[JURIST] US District Court for the District of Utah [official website] on Friday ruled [opinion, PDF] that Utah’s constitutional and statutory bans on same-sex marriage violate due process and equal protection guaranteed by the Fourteenth Amendment [text] to the US Constitution. Constitutional Amendment 3 [Ballotpedia backgrounder], which amended Utah’s constitution to define marriage as a “legal union between a man and a woman” and eliminated recognition of any other form of marriage, was passed by a referendum vote in 2004. US Judge Robert Shelby ruled that this amendment, as well as two state statutes that prohibit same-sex couples from marrying, violate the US Constitution and rejected the state’s asserted legitimate government interest in protecting traditional marriage. He stated that
Rather than protecting or supporting the families of opposite-sex couples, Amendment 3 perpetuates inequality by holding that the families and relationships of same-sex couples are not now, nor ever will be, worthy of recognition. Amendment 3 does not thereby elevate the status of opposite-sex marriage; it merely demeans the dignity of same-sex couples.
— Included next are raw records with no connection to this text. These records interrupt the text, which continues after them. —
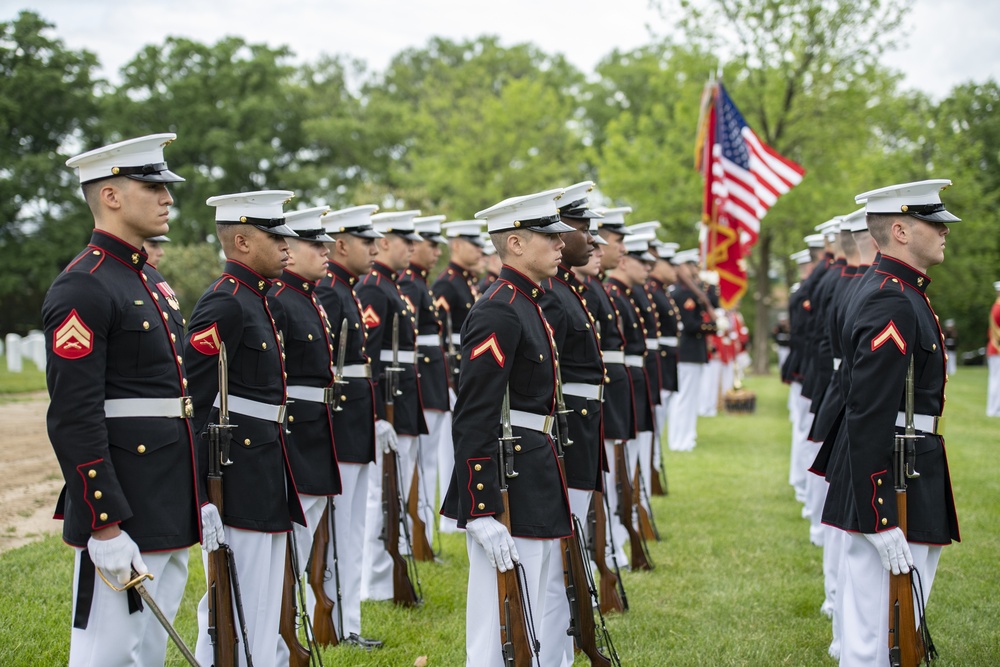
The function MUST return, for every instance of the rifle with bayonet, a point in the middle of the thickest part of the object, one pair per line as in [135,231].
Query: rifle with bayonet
[221,621]
[516,630]
[403,592]
[909,640]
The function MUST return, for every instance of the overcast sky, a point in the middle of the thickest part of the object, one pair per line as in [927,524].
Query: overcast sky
[941,44]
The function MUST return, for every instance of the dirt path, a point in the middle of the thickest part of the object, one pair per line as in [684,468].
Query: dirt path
[30,479]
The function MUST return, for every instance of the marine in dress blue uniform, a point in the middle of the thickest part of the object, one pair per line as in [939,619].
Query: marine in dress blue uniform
[894,324]
[309,363]
[382,302]
[352,253]
[119,416]
[507,347]
[260,500]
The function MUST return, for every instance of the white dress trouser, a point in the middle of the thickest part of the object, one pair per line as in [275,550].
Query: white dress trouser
[864,585]
[682,424]
[116,638]
[350,513]
[260,569]
[376,571]
[558,650]
[993,390]
[482,613]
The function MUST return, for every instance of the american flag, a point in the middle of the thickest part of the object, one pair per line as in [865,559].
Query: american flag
[743,178]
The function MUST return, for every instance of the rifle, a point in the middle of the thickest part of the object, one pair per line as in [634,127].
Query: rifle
[612,599]
[403,592]
[517,632]
[323,628]
[909,640]
[221,622]
[422,550]
[640,559]
[299,655]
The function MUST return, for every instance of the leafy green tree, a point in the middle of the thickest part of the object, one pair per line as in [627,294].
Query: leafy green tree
[47,107]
The state began issuing marriage licenses to same-sex couples the day the ruling was issued. The state attorney general’s office has stated its intention to appeal [LA Times report] the ruling.
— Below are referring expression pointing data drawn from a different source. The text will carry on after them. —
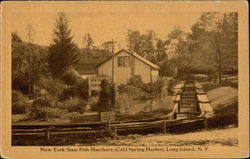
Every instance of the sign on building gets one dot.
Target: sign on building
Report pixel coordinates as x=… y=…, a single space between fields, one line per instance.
x=94 y=83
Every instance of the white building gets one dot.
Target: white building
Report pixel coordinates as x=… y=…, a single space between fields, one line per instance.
x=127 y=65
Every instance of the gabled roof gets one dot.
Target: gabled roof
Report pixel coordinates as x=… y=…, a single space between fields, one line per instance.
x=135 y=55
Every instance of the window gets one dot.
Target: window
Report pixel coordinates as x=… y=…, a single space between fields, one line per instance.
x=123 y=61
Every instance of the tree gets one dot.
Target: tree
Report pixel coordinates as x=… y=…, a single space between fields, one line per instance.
x=88 y=41
x=143 y=44
x=63 y=52
x=106 y=100
x=28 y=63
x=217 y=31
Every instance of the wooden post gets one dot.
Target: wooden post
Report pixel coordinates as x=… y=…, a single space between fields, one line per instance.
x=179 y=105
x=109 y=125
x=47 y=135
x=205 y=123
x=89 y=90
x=164 y=126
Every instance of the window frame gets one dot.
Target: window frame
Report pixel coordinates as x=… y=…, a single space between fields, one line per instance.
x=121 y=61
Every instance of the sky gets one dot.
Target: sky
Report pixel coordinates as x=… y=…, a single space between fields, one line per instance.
x=103 y=24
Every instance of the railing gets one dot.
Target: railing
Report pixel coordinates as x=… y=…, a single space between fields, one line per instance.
x=158 y=126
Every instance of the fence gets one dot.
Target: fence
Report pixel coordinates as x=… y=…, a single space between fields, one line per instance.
x=124 y=128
The rights of same-sex couples has been a controversial issue in the US and internationally. The same day as the Utah ruling was issued, the Uganda parliament passed a bill limiting the rights of same-sex couples and imposing a penalty of up to life imprisonment [JURIST report] for involvement in homosexual relationships. Earlier that week, New Mexico’s high court ruled that it is unconstitutional [JURIST report] to deny same-sex couples the right to marry. The same week, the US executive branch announced that it would begin processing Social Security payments [JURIST report] to surviving couples in accordance with a US Supreme Court ruling [JURIST report] issued this summer which struck down the Defense of Marriage Act [text], a federal statute that defined marriage as a legal union between a man and a woman for all federal purposes and refused to recognize any other type of marriage.